Background: Dent disease is a rare tubulopathy characterized by manifestations of proximal tubular dysfunction, which occurs almost exclusively in males. It mainly presents symptoms in early childhood and may progress to end-stage renal failure between the 3rd and 5th decades of human life. According to its various genetic basis and to clinical signs and symptoms, researchers define two forms of Dent disease (Dent diseases 1 and 2) and suggest that these forms are produced by mutations in the CLCN5 and OCRL genes, respectively. Dent diseases 1 and 2 account for 60% and 15% of all Dent disease cases, and their genetic cause is generally understood. However, the genetic cause of the remaining 25% of Dent disease cases remains unidentified.
Data sources: All relevant peer-reviewed original articles published thus far have been screened out from PubMed and have been referenced.

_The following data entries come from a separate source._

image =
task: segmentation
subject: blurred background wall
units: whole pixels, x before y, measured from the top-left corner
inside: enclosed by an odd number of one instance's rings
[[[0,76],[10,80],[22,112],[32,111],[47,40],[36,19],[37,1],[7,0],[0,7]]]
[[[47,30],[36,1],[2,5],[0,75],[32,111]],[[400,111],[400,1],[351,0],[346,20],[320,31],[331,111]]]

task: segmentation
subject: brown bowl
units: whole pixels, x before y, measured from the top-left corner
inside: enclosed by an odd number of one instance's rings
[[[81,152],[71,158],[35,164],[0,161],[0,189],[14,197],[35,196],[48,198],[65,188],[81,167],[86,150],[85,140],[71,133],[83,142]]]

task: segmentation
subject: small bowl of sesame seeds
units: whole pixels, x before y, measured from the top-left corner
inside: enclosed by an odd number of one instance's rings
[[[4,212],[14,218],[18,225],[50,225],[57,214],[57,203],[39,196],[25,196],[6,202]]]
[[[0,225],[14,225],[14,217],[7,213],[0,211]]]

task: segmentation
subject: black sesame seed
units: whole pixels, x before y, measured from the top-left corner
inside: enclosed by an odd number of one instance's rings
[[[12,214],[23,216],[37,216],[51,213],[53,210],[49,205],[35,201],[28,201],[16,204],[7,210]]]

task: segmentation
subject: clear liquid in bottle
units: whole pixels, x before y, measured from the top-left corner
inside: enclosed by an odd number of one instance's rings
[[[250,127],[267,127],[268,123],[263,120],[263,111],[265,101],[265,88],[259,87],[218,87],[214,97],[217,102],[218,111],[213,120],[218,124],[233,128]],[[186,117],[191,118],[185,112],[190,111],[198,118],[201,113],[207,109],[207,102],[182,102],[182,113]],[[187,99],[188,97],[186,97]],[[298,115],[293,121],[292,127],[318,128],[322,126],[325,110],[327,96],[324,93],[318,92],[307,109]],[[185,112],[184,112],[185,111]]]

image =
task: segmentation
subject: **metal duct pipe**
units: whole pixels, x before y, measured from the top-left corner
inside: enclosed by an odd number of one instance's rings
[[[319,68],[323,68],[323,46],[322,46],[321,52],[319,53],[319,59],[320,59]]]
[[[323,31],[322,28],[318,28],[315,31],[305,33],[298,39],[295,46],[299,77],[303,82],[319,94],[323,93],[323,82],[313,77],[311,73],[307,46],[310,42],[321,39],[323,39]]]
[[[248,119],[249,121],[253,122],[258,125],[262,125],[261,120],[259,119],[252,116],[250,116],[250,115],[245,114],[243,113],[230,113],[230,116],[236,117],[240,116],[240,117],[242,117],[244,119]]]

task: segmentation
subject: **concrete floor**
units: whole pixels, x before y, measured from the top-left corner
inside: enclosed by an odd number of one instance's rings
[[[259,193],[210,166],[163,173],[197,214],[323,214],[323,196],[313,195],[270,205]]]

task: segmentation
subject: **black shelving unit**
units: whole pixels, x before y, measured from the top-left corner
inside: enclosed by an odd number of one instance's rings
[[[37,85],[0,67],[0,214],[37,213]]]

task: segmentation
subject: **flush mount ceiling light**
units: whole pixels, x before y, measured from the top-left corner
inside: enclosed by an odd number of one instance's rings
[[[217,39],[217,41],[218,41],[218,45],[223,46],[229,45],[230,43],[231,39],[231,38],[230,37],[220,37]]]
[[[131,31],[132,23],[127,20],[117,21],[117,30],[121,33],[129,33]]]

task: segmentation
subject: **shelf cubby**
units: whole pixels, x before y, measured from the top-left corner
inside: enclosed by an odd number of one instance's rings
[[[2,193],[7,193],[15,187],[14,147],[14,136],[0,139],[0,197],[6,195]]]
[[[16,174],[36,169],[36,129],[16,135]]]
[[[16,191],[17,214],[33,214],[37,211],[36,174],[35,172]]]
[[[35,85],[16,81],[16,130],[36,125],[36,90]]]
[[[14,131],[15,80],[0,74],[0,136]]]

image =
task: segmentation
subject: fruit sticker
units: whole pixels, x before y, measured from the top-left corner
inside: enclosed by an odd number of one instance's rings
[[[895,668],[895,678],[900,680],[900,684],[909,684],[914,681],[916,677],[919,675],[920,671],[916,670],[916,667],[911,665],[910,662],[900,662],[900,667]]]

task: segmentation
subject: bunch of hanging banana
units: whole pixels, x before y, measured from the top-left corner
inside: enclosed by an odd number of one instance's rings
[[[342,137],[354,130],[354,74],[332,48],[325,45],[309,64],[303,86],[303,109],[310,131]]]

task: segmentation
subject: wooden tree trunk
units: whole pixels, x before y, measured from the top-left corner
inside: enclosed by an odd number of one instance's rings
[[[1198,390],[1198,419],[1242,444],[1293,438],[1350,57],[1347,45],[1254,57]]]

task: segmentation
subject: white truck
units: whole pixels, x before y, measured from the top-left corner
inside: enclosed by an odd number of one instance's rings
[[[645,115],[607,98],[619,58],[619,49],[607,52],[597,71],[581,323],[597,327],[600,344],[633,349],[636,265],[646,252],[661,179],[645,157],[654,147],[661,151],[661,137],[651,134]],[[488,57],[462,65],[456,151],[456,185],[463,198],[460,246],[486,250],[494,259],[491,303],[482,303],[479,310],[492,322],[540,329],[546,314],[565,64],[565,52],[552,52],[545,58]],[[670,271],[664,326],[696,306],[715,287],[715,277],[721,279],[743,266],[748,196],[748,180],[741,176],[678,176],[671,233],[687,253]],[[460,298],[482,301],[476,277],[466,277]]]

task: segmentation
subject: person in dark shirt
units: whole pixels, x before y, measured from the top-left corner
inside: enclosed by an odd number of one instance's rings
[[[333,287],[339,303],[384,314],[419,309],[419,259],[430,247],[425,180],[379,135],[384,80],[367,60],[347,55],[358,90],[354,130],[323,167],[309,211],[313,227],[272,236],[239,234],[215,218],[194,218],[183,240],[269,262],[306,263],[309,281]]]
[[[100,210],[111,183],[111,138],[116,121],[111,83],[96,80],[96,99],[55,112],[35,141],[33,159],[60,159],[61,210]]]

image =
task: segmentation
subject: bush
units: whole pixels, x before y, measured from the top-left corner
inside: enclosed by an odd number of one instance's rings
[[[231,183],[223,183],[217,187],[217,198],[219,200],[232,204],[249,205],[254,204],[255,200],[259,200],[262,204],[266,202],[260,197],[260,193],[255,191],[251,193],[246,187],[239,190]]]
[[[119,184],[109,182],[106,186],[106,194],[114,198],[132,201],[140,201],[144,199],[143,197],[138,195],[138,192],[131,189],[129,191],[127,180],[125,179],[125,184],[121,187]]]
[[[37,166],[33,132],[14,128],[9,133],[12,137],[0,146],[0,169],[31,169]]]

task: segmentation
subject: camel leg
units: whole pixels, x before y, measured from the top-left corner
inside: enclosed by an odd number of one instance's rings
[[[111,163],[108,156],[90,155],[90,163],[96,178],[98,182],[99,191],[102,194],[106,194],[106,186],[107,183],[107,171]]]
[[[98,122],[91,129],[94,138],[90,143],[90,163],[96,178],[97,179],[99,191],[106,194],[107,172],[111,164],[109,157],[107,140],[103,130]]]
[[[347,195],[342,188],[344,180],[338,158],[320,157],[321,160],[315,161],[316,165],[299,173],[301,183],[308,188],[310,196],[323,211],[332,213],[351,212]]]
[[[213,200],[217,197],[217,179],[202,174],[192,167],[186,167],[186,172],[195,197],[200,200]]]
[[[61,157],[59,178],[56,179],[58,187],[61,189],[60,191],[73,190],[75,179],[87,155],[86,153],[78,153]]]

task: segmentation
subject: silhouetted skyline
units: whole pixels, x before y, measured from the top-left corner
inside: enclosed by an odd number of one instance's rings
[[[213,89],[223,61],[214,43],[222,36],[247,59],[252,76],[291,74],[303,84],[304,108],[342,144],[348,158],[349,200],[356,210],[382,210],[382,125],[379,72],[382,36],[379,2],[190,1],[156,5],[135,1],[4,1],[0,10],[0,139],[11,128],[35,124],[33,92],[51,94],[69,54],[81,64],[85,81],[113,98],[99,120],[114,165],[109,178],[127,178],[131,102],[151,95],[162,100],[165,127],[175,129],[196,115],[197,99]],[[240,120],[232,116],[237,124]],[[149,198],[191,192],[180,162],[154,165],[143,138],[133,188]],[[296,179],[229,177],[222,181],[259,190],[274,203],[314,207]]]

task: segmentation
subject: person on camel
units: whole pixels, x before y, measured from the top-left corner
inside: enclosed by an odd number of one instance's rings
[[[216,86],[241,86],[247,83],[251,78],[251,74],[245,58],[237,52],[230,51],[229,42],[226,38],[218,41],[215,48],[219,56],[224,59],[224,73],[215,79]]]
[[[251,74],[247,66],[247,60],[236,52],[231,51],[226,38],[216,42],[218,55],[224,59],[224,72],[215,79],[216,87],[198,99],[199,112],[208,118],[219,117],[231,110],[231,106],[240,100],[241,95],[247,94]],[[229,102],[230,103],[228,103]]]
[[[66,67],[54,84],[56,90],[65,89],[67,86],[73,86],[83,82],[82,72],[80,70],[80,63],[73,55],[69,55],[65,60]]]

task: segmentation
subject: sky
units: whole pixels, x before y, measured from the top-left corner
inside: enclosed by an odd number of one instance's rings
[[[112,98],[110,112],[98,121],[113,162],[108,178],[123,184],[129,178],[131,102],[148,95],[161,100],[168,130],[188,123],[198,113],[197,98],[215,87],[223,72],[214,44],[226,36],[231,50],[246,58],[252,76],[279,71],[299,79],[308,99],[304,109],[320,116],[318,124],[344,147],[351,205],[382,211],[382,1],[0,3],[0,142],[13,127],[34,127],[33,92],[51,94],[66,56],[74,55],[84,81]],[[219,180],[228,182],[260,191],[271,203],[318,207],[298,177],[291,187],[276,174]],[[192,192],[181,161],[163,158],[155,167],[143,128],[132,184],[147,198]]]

Results: Genetic testing has been used greatly to identify mutation types of CLCN5 and OCRL gene, and next-generation sequencing also has been used to identify an increasing number of unknown genotypes. Gene therapy may bring new hope to the treatment of Dent disease. The abuse of hormones and immunosuppressive agents for the treatment of Dent disease should be avoided to prevent unnecessary harm to children.
Conclusions: The current research progress in classification, genetic heterogeneity, diagnosis, and treatment of Dent disease reviewed in this paper enables doctors and researchers to better understand Dent disease and provides a basis for improved prevention and treatment.
Keywords: CLCN5 gene; Dent disease; OCRL gene.